This Magic Slow Cooker Pot Roast is just that. Like magic! I wondered and wondered what to name this recipe. I have tried several slow cooker pot roast recipes. Most involve quite a bit of preparation to combat the slow cooker’s tendency to create semi-blandness that is to say the least, under-whelming. This recipe is almost like magic, because this roast turns out amazing with almost no effort!
I used to think that the slow cooker was an easy way to great food. Just throw in all the ingredients and whaa laa! As I’ve become more educated in the world of culinary arts, I have realized that in order to get food that tastes really good from a slow cooker, most of the time there is some effort required in the preparation of ingredients beforehand. I have learned that no matter the recipe for pot roast, searing or browning the outside of the roast before slow cooking is necessary for outstanding flavor. The same goes for this recipe as well. But what’s nice about this recipe is that’s about it. Just a couple of store bought ingredients mixed together to create superior flavor!
It’s just a matter of mixing a can of cream of mushroom soup with a package of dry onion soup mix to create a gravy for your roast to cook in. At the end of the day you have an amazingly delicious meal waiting for you. Don’t you love recipes like that? With three young kids to take care of, I sure do!
The veggies in this recipe are optional, but I like to throw them in so that I have a complete meal ready at the end of the day.

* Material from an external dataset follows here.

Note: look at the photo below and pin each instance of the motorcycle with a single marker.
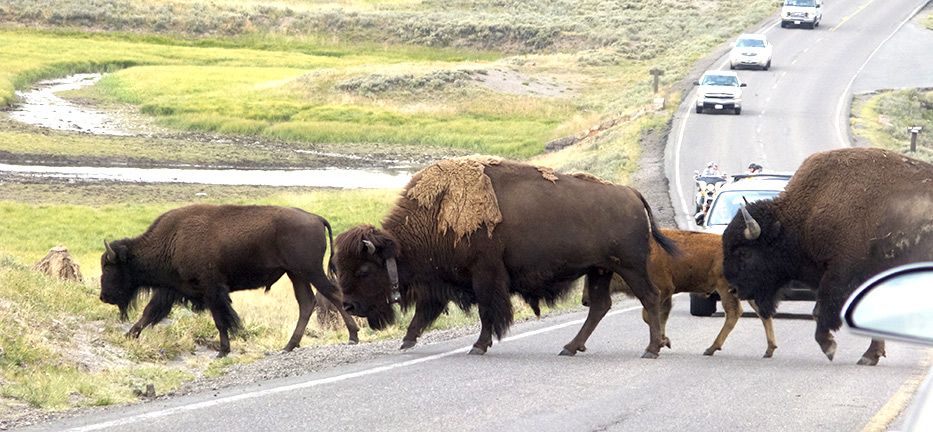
(706, 188)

For these photos, I used a bag of mixed potatoes, and a bag of colored carrots, both purchased at Trader Joe’s. They can cook right in the gravy. I like to saute up some sliced mushrooms just’ cuz I think the little bits of mushroom in the can are kind of chinsy. But again, even the sauteed mushrooms are optional if you want to skip out on those:0) It will taste just as good. Anyway, try this recipe, I bet it will become your new favorite for Sunday dinner after church!